I'll leave you to read the details over there, in this post I just wanted to give a quick summary of the changes and explain why my old diagrams may no longer be correct.


  1. Trisha, your blogs have been great. The new naming scheme makes it MUCH easier to understand what it going on.

  2. Hi trisha,

    I try do understand the advantage to use the disruptor for me algo trader for reduce my latency ?!

    There advantage or it's just for the server side (LMAX) ?


  3. It's not just a server-side thing. You can use it anywhere you would usually use a queue, but you can also use it anywhere you want to run processes in parallel. So there are definitely use-cases for a trading application.

    We don't have any examples of this right now, but I know there are people working on using the Disruptor for a trading app.

  4. When processing events with a chain in the 'diamond' pattern above, is there something special that the intermediate handlers have to do to insure that downstream handlers get their chance to process the events?

    I have put together a simple example, but only my first handler is getting invoked, none of the rest of the handlers.

  5. @kov you need to remember to increment the sequence number when you've finished processing. The downstream consumers will be reading that to see if they can process anything else.

  6. Thanks, Trisha. Looking at trunk, AbstractEvent.setSequence is package-scoped; is there something in the framework that sets sequence for me? Otherwise I would have to declare all my event-types within your package.

  7. Oh ... hang on, I'm not making any sense; I assume I should not change the sequence on an event.

    What sequence should I be increasing? From what class is it accessed?

  8. Each consumer tracks its own sequence. It knows which number it needs to access from the ring buffer, so you need to keep a field in your consumer to track it.

    If you need technical help, the best place to go is the google group:!forum/lmax-disruptor

  9. Hi Trisha, great blog and great posts about the Disruptor. Shame that you are not at LMAX anymore, I will find a lot harder to understand what's in the next big release of the Disruptor without your drawings to help.. :(
    Speaking of the Disruptor I was wondering if I could pick your brain regarding a use case I had in mind.
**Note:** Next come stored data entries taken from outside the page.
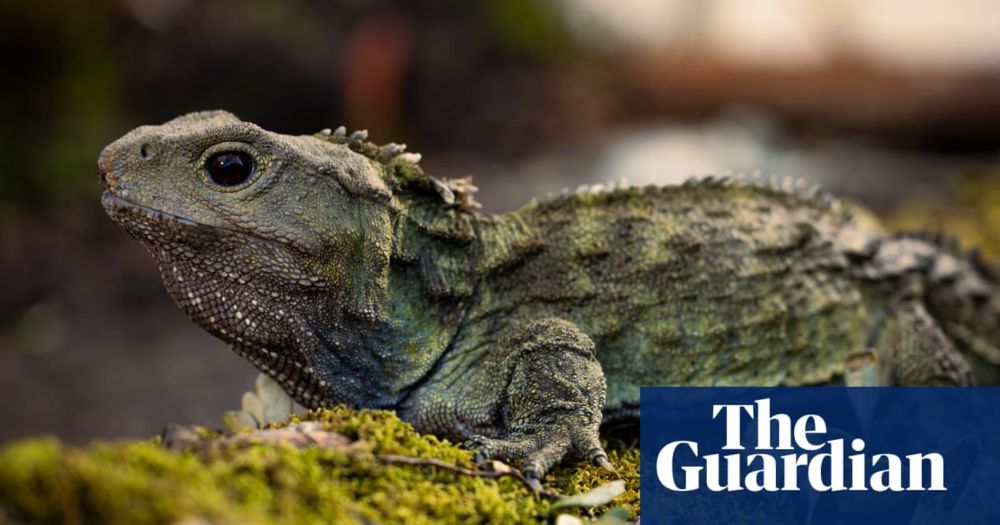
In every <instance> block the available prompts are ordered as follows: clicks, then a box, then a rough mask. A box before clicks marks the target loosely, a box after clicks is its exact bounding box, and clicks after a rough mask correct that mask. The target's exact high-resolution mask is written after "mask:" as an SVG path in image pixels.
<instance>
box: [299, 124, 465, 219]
mask: <svg viewBox="0 0 1000 525" xmlns="http://www.w3.org/2000/svg"><path fill="white" fill-rule="evenodd" d="M316 136H317V137H319V138H321V139H324V140H328V141H330V142H333V143H336V144H343V145H345V146H347V147H349V148H350V149H351V151H354V152H355V153H359V154H361V155H364V156H366V157H368V158H369V159H372V160H374V161H376V162H379V163H380V164H382V165H384V166H386V167H387V168H389V169H387V170H386V172H387V173H389V174H391V175H393V177H394V179H395V180H394V181H392V182H394V183H395V186H396V187H397V189H399V188H403V187H407V186H418V187H422V188H425V189H431V190H433V191H434V192H435V193H436V194H437V195H438V196H439V197H440V198H441V200H442V201H443V202H444V203H445V204H446V205H448V206H454V207H456V208H458V209H459V210H462V211H474V210H478V209H480V208H482V205H481V204H479V203H478V202H476V199H475V193H476V192H477V191H478V190H479V188H477V187H476V186H475V185H473V184H472V178H471V177H462V178H459V179H438V178H436V177H432V176H430V175H427V174H426V173H424V171H423V169H422V168H421V167H420V159H421V155H420V154H419V153H411V152H407V151H406V144H398V143H395V142H389V143H387V144H383V145H378V144H376V143H374V142H371V141H369V140H368V130H364V129H362V130H357V131H354V132H351V133H348V132H347V128H346V127H344V126H340V127H338V128H337V129H334V130H331V129H330V128H326V129H323V130H320V132H319V133H317V134H316Z"/></svg>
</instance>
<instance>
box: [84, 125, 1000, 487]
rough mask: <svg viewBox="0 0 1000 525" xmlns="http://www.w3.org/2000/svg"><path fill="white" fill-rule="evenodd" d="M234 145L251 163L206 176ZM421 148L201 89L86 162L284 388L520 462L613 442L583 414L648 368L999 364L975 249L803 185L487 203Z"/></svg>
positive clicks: (165, 273) (599, 189)
mask: <svg viewBox="0 0 1000 525" xmlns="http://www.w3.org/2000/svg"><path fill="white" fill-rule="evenodd" d="M226 153H238V154H240V155H243V156H244V157H242V158H245V159H252V166H253V170H252V173H251V172H247V175H248V176H247V178H246V180H244V181H238V183H237V184H227V185H220V184H218V183H217V182H216V181H215V179H213V177H212V176H211V175H210V173H211V170H210V169H209V167H207V164H210V163H211V162H213V160H212V159H215V158H216V157H215V156H216V155H218V154H226ZM418 161H419V155H417V154H413V153H406V152H405V147H404V146H402V145H397V144H389V145H385V146H378V145H375V144H373V143H371V142H368V141H367V133H365V132H355V133H352V134H350V135H348V134H347V132H346V130H345V129H343V128H339V129H337V130H336V131H332V130H324V131H322V132H320V133H318V134H316V135H312V136H287V135H280V134H275V133H270V132H267V131H265V130H263V129H261V128H259V127H257V126H255V125H253V124H250V123H246V122H242V121H240V120H238V119H237V118H236V117H234V116H232V115H230V114H228V113H225V112H203V113H194V114H190V115H186V116H183V117H180V118H178V119H175V120H173V121H170V122H168V123H166V124H164V125H162V126H145V127H141V128H138V129H136V130H133V131H132V132H130V133H129V134H127V135H125V136H124V137H122V138H121V139H119V140H118V141H116V142H114V143H113V144H111V145H109V146H108V147H107V148H105V150H104V151H103V152H102V154H101V157H100V160H99V168H100V172H101V180H102V183H103V185H104V187H105V192H104V195H103V203H104V205H105V208H106V209H107V210H108V213H109V214H110V215H111V217H112V218H113V219H115V220H116V221H117V222H119V223H120V224H121V225H122V226H123V227H124V228H125V229H126V230H127V231H128V232H129V233H131V234H132V235H133V236H134V237H136V238H137V239H139V240H140V241H142V242H143V243H144V244H145V245H146V246H147V247H148V248H149V249H150V252H151V253H152V255H153V256H154V258H155V259H156V260H157V261H158V263H159V265H160V268H161V271H162V275H163V279H164V283H165V284H166V287H167V290H168V291H169V292H170V294H171V295H172V296H173V298H174V299H175V301H176V302H177V303H178V304H179V305H180V306H181V308H183V309H184V311H185V312H187V313H188V315H190V316H191V318H192V319H193V320H194V321H195V322H196V323H198V324H199V325H200V326H202V327H203V328H205V329H206V330H208V331H209V332H211V333H212V334H214V335H216V336H217V337H220V338H221V339H223V340H225V341H226V342H228V343H229V344H231V345H232V346H233V348H234V349H235V350H236V351H237V352H239V353H240V355H243V356H244V357H246V358H247V359H249V360H250V361H251V362H253V363H254V365H256V366H257V367H258V368H259V369H260V370H261V371H262V372H264V373H266V374H268V375H270V376H271V377H273V378H274V379H275V380H276V381H278V382H279V384H281V385H282V386H283V387H284V388H285V390H286V391H287V392H288V393H289V394H290V395H292V396H293V397H294V398H295V399H296V400H298V401H299V402H301V403H302V404H304V405H306V406H310V407H315V406H329V405H333V404H337V403H345V404H348V405H351V406H356V407H378V408H390V409H394V410H396V411H397V412H398V413H399V414H400V416H401V417H403V418H404V419H406V420H407V421H410V422H411V423H413V424H414V425H415V426H416V428H417V429H418V430H421V431H424V432H432V433H436V434H439V435H441V436H444V437H448V438H451V439H458V440H464V441H466V442H467V444H468V445H469V446H470V447H473V448H475V449H477V450H479V451H480V453H481V457H483V458H487V457H493V458H499V459H505V460H509V461H515V462H517V463H519V464H520V465H521V466H522V467H524V468H525V470H526V472H527V473H528V474H529V475H530V476H535V477H539V476H541V475H542V474H544V472H545V471H546V470H548V469H549V468H550V467H551V466H552V465H554V464H555V463H556V462H558V461H560V460H561V459H562V458H563V456H565V455H567V454H569V455H572V456H576V457H583V458H586V459H590V460H592V461H595V462H597V463H599V464H603V465H607V461H606V455H605V454H604V452H603V450H602V449H601V445H600V442H599V439H598V426H599V425H600V424H601V422H602V420H605V421H606V420H608V419H612V418H615V417H622V416H628V415H634V414H635V410H636V407H637V403H638V399H639V387H640V386H641V385H682V384H683V385H804V384H829V383H843V382H846V383H848V384H903V385H931V384H934V385H936V384H942V385H946V384H956V385H962V384H969V383H971V381H972V376H973V370H974V371H975V375H976V376H977V377H978V378H979V379H980V380H981V381H989V382H993V381H996V379H997V377H996V370H997V367H996V365H997V364H1000V350H998V347H1000V295H998V293H997V284H996V281H995V278H994V277H993V276H992V275H991V272H990V271H989V269H988V268H986V267H985V266H984V265H982V264H981V263H979V262H978V261H976V260H974V259H973V258H969V257H965V256H963V255H962V254H960V253H958V252H957V251H956V250H954V249H952V248H949V247H947V246H945V245H944V244H943V243H940V242H936V240H934V239H929V238H924V237H918V236H906V235H886V234H883V233H880V232H878V231H877V230H875V229H873V228H870V227H868V226H866V225H865V224H864V221H859V220H855V219H853V218H852V217H851V214H850V213H848V211H847V210H846V209H845V208H844V206H842V205H840V204H839V203H837V202H835V201H833V200H832V199H829V198H828V197H825V196H816V195H815V193H814V192H810V191H806V190H803V189H801V188H798V187H796V186H795V185H794V184H790V183H788V182H786V181H778V183H772V184H760V183H752V182H736V181H730V180H727V179H709V180H706V181H700V182H694V183H689V184H685V185H682V186H671V187H663V188H659V187H645V188H627V187H623V188H604V187H591V188H587V187H582V188H581V189H580V190H578V191H577V192H576V193H572V194H566V195H562V196H560V197H557V198H554V199H550V200H547V201H545V202H541V203H536V202H533V203H532V204H529V205H528V206H526V207H524V208H522V209H521V210H518V211H516V212H513V213H507V214H502V215H480V214H477V213H475V212H474V210H475V208H477V207H478V205H477V203H476V202H475V200H474V199H473V193H474V192H475V187H474V186H472V184H471V182H470V181H469V180H468V179H462V180H453V181H442V180H438V179H434V178H432V177H429V176H427V175H425V174H424V173H423V171H422V170H421V169H420V168H419V166H418V164H417V163H418ZM248 162H249V161H248Z"/></svg>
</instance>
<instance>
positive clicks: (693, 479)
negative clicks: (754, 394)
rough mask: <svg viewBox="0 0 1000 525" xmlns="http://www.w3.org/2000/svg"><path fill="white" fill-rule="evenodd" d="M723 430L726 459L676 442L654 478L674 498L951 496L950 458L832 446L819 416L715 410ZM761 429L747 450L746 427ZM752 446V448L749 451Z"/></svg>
mask: <svg viewBox="0 0 1000 525" xmlns="http://www.w3.org/2000/svg"><path fill="white" fill-rule="evenodd" d="M711 410H712V419H713V420H716V421H718V422H719V423H721V424H724V425H725V444H724V445H723V446H722V450H723V451H732V452H731V453H725V454H718V453H713V454H705V455H700V452H699V447H698V442H696V441H685V440H678V441H672V442H670V443H667V444H666V445H664V446H663V447H662V448H660V450H659V453H658V454H657V456H656V477H657V479H658V481H659V483H660V484H661V485H662V486H663V487H665V488H666V489H668V490H670V491H675V492H689V491H695V490H705V489H707V490H709V491H712V492H726V491H728V492H733V491H743V490H746V491H749V492H779V491H798V490H801V489H802V488H811V489H813V490H816V491H820V492H837V491H874V492H909V491H946V490H947V487H945V483H944V480H945V470H944V469H945V462H944V457H943V456H942V455H941V454H938V453H933V452H931V453H916V454H907V455H905V456H903V457H900V456H898V455H896V454H890V453H870V452H868V451H866V450H865V441H864V440H863V439H860V438H855V439H851V440H850V443H845V439H843V438H836V439H826V438H827V437H828V435H827V434H828V431H827V425H826V421H824V419H823V418H822V417H820V416H819V415H816V414H808V415H804V416H802V417H799V418H797V419H795V420H794V421H793V420H792V418H791V416H789V415H788V414H783V413H774V414H772V411H771V400H770V398H764V399H756V400H755V401H754V402H753V403H752V404H715V405H712V409H711ZM744 424H754V425H756V441H755V442H754V443H743V441H742V436H743V432H742V429H743V425H744ZM750 445H752V446H750Z"/></svg>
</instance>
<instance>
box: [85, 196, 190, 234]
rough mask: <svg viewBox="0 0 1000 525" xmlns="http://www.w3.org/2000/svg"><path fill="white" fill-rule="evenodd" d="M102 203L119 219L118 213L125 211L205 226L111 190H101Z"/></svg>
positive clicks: (108, 209) (172, 220)
mask: <svg viewBox="0 0 1000 525" xmlns="http://www.w3.org/2000/svg"><path fill="white" fill-rule="evenodd" d="M101 204H102V205H103V206H104V209H105V210H107V211H108V213H109V214H110V215H111V217H112V218H114V219H116V220H117V219H118V217H117V214H118V213H120V212H125V213H129V214H133V215H135V214H139V215H144V216H145V217H146V218H147V219H153V220H159V221H166V222H172V223H175V224H182V225H185V226H204V225H203V224H201V223H197V222H195V221H192V220H191V219H185V218H184V217H181V216H179V215H174V214H172V213H167V212H165V211H162V210H157V209H156V208H150V207H149V206H144V205H142V204H139V203H137V202H134V201H130V200H128V199H125V198H123V197H121V196H118V195H115V194H114V193H112V192H111V190H104V191H103V192H101Z"/></svg>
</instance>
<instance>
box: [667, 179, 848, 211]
mask: <svg viewBox="0 0 1000 525" xmlns="http://www.w3.org/2000/svg"><path fill="white" fill-rule="evenodd" d="M683 185H684V186H701V187H740V186H743V187H751V188H758V189H762V190H768V191H772V192H775V193H785V194H788V195H792V196H795V197H798V198H800V199H803V200H806V201H809V202H811V203H813V204H816V205H818V206H820V207H821V208H825V209H828V210H831V211H837V212H845V213H849V212H847V211H846V210H843V209H842V208H843V205H842V203H841V202H840V200H838V199H837V198H836V197H834V196H833V195H832V194H830V193H827V192H824V191H822V189H821V188H820V187H819V185H817V184H813V183H810V182H809V181H806V180H805V179H801V178H798V177H790V176H787V175H771V174H764V173H762V172H760V171H754V172H752V173H749V174H746V173H735V172H726V173H723V174H722V175H720V176H708V177H702V178H691V179H688V180H686V181H685V182H684V183H683Z"/></svg>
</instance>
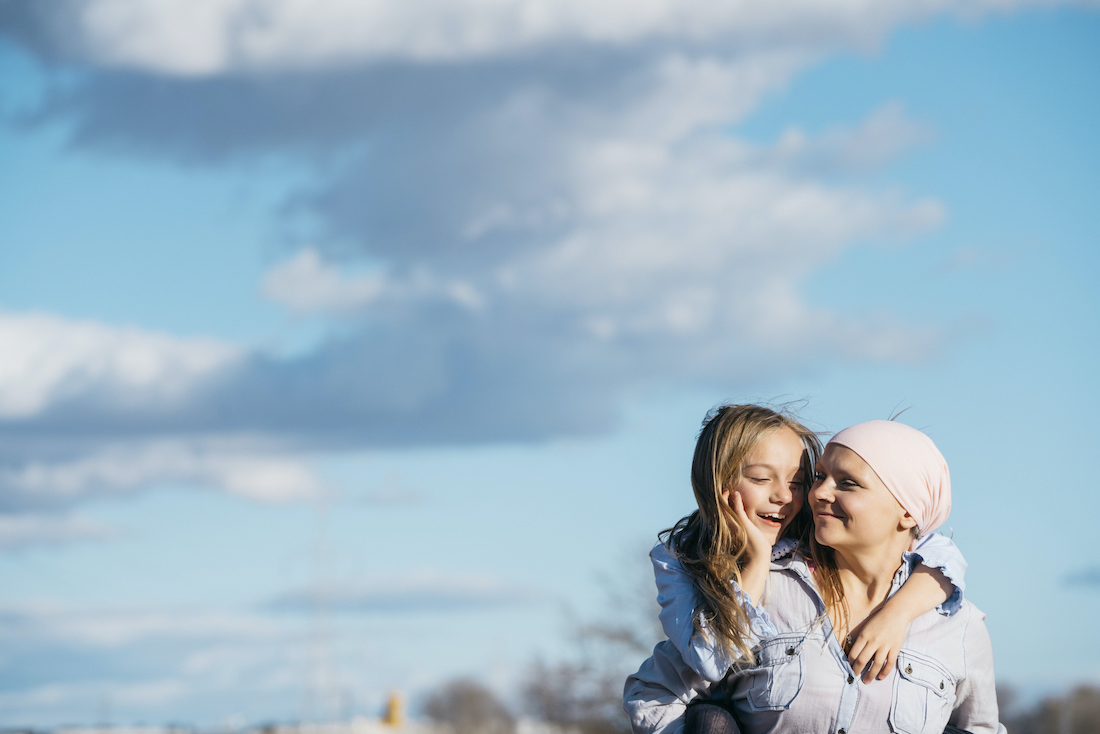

I am currently coding an order book implementation (for a job application) and was thinking that it would be great if I used the Disruptor somewhere in my code. However I am unsure where it would be best to use it and was wondering if you could give some guidance.
    Basically there are many order books but only one source of events (the orders publisher). It seems logical that my Disruptor should hold the orders events right? My question then is should I use one Disruptor per order book (the event consumer) or have all the order books read off the same Disruptor (could be several hundreds order books listening)? Or should I put several Disruptors in series maybe? Those maybe a bit vague questions but any input would be hugely helpful! Thanks Trisha and happy new year! Julien

  10. A nice little pattern this disruptor, thanks for explaining it so well Trisha. Quick question: do you think it's possible to turn a disruptor into an order matching algo?

    1. I don't think so, it's designed for passing messages around not doing the processing. You can build a matcher and have it as a processor, but that's not at all dependent upon being part of the Disruptor.